The push to ban soft drinks from school tuck shops is gaining momentum after the announcement they will be phased out of United States schools.
Health advocates are hoping New Zealand soft drink makers will follow their US counterparts' lead and start phasing out sugary drinks from secondary schools.
The soft drink giants will pull sugary drinks from United States schools over the next four years and our government is looking for the companies here to do even better.
Some New Zealand schools such as Tawa College have already taken the problem into their own hands. The college students are no longer washing their food down with sugary fizzy drinks after their school board banned them a year ago.
Tawa College principal Murray Lucas says the decision to ban soft drinks was easy.
"We don't think it helps the obesity issue and also doesn't help in settling student behaviour, so I guess they were the driving forces behind the changes we made."
But hundreds of secondary schools still sell soft drinks, as it is currently a decision for individual schools.
The US soft drinks plans are being hailed by former US president Bill Clinton, who was himself an overweight child.
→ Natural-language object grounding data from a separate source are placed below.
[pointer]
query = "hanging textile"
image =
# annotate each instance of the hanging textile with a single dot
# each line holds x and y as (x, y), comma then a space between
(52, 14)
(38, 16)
"This is a huge deal. This is a big blow in the fight against obesity."
Green Party MP Sue Kedgley says tackling obesity is a high priority issue in New Zealand too
"I think we should be moving on it very quickly, I mean if the industry can act in America why can't that same industry act swiftly here?"
Soft drinks will be gone from all US schools by 2010, and the New Zealand government is now keen to beat that timeline here.
Soft drink makers voluntarily stopped supplying fizzy drinks to primary schools in New Zealand two years ago. Health minister Pete Hodgson says he them to extend that embargo to secondary schools voluntarily.